All the borrowing is taking place irrespective of whether students will find employment or will be able to pay back these loans. Private student loan borrowers may be at a greater risk. Every loan that is discharged will incur a loss to the lending parties, and their immediate response would be to place reserves in the form of expensive capital to offset the risk. This is going to increase the cost of borrowing for new students due to the increase in interest.

Policy makers have made private student loan dischargeable, which means the private students may be able to pass the effects of early life bankruptcy if they fail to repay the debt.

Legislators also maintain belief that modifying the Bankruptcy code can lead to modest relief. However, proper policies will be required such as changing the ‘under hardship’ concept to provide relief to relief based on the economic status of borrower.

The Department of Education also updated their income-based repayment plan, which has been in effect since 21st Dec, 2012. Previously, the program had cap payments at 15 percent of the discretionary income of students, while the left balance can be forgone after a gap of 25 years. Under the updated version of the program, called ‘Pay as You Earn’, the remaining balance will be forgiven after 20 years while the cap payments will take place at 10 percent.

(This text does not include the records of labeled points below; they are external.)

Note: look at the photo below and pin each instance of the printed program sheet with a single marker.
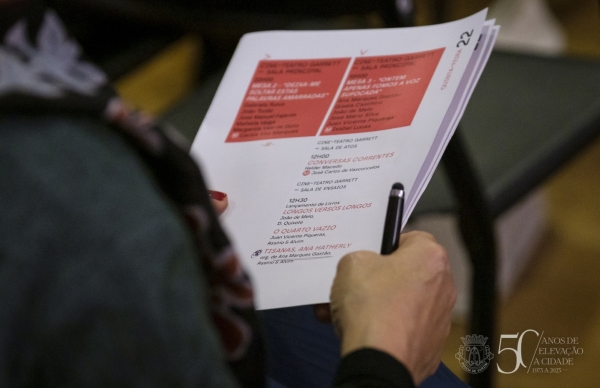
(309, 130)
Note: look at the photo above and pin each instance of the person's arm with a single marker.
(393, 311)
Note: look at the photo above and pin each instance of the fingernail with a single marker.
(217, 195)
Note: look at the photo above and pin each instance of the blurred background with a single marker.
(158, 57)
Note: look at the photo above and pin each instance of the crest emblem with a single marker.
(474, 356)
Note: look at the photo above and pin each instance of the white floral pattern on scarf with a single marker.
(49, 69)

The eligibility includes a federal student loan that has been borrowed after 1st October, 2007 and on or after 1st October, 2011. Over 1.5 million students will benefit from the updated version. This program excludes private student loans (already in a safety net due to discharge option) and federal parent college loans. It’s available for students who want to borrow for a bachelor’s degree from college. Students are slowly becoming aware or this program.

The institute of College Access and Success analyzed that a student who has a debt of $26,000 upon graduation, and earns $25,000 per year will have to pay $69 monthly under the new program as compared to the $103 payment under the Income Based Repayment program.

The Pay As You Earn program is also a blessing for those who are rejoining school from work. Both the programs offers hope to millions of students who would otherwise be left in the debt darkness for the rest of their lives.  The Government is working to create awareness for the program and how it works.